近年、地球温暖化問題をはじめ、地球規模での環境問題が人類の重大なテーマとなっています。京都議定書の発効、ポスト京都を踏まえた中長期的な地球温暖化防止の枠組づくり等を背景に、実効性ある地球温暖化防止策を講ずるためには、地域レベルでの地球温暖化防止への対応が求められており、地域主導、地域発の様々な取組みが必要だとされています。同時に、東京の一人勝ち・一極集中の勢いが止まらず、特に農山漁村地域においては、担い手不足を原因のひとつとして第一次産業の衰退が進み、同時に高齢化が進行しており、地域の再生・自立や地域活性化が地方における緊急な課題となっています。
しかし、その具体的な政策化は立ち遅れているのが現状であり、環境保全・再生と地域活性化のための政策の立案が急務です。

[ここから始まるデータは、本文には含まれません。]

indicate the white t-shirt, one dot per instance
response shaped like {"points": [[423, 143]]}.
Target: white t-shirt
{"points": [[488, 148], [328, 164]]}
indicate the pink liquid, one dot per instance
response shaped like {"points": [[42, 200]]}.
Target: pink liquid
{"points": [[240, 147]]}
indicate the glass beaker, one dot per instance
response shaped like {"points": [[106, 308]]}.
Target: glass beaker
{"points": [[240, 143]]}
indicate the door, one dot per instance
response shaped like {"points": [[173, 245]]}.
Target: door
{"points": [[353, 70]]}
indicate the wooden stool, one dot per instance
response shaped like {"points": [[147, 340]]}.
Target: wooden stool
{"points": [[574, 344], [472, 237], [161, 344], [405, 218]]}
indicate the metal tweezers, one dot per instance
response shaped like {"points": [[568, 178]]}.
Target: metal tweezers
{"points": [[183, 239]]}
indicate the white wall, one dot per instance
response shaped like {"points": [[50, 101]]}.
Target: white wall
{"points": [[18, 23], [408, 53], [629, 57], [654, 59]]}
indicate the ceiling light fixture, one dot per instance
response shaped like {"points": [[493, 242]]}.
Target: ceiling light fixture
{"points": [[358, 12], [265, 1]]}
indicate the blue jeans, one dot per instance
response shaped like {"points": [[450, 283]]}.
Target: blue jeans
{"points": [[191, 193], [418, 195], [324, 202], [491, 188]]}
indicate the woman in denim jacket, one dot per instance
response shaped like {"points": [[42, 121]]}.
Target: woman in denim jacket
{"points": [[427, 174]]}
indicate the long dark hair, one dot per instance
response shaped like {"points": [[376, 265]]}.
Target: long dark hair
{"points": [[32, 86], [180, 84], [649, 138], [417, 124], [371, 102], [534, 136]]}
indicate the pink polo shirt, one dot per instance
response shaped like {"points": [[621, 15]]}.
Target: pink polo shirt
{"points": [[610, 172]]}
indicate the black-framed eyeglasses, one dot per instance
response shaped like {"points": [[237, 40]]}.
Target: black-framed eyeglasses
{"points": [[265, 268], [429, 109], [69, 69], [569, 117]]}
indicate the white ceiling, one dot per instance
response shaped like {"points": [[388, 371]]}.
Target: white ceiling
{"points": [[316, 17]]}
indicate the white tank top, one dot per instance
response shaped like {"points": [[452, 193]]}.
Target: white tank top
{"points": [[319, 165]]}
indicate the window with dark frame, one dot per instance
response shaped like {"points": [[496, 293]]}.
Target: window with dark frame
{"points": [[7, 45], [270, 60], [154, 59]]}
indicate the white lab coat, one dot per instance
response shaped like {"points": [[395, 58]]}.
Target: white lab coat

持続可能なまちづくりをめざした、コンパクトシティやサスティナブルシティ。風力やバイオマスなど、地域資源を活用した自然エネルギーの開発と推進。欧州沿岸辺境地域会議(CPMR:Conference of Peripheral Maritime Regions)など地域課題解決のための組織化など、1990年代以降ヨーロッパを中心に様々な取組みが進められており、ここ数年、日本でも同様の取組みが試行されつつあります。
また、自然エネルギーの導入促進についても世界的規模で進められつつあり、日本においても2010 年の新エネルギーの導入目標をめざして取組みつつあります。
しかし、その取組みが地域資源を活用したまちづくりや地域活性化には至っておらず、具体的な政策の立案が急務です。
以上のような問題認識のもと、特に本年の通常国会(第百六十九国会)で民主党が参議院に提出した「地球温暖化対策基本法案」で示すとおり「2050 年より早い時期にCO2排出量60%超削減(1990 年比)」を実現するためには、市民・事業者の省エネ努力や原発依存などの小手先のエネルギー転換では実現できず、
- 地域自立型のエネルギー政策を構築
- 地域、市民主導による、自然エネルギー、再生可能エネルギーへの大幅な転換と利用促進
などが必要で、なおかつ、それらが地域経済の発展へ結びつくような省エネ(エネルギー効率の向上)推進、自然・再生可能エネルギー利用の仕組みをつくる事により、現在見られる東京一極集中型の日本の都市構造を地方分散・自立型に再編する動きに結びつけていく事が求められています。
そして、本調査は「地域資源を活用した自然・再生可能エネルギーの開発」に関する現状と課題を整理し、参考になる国内事例を紹介し、その政策化に向けた基礎資料とするものです。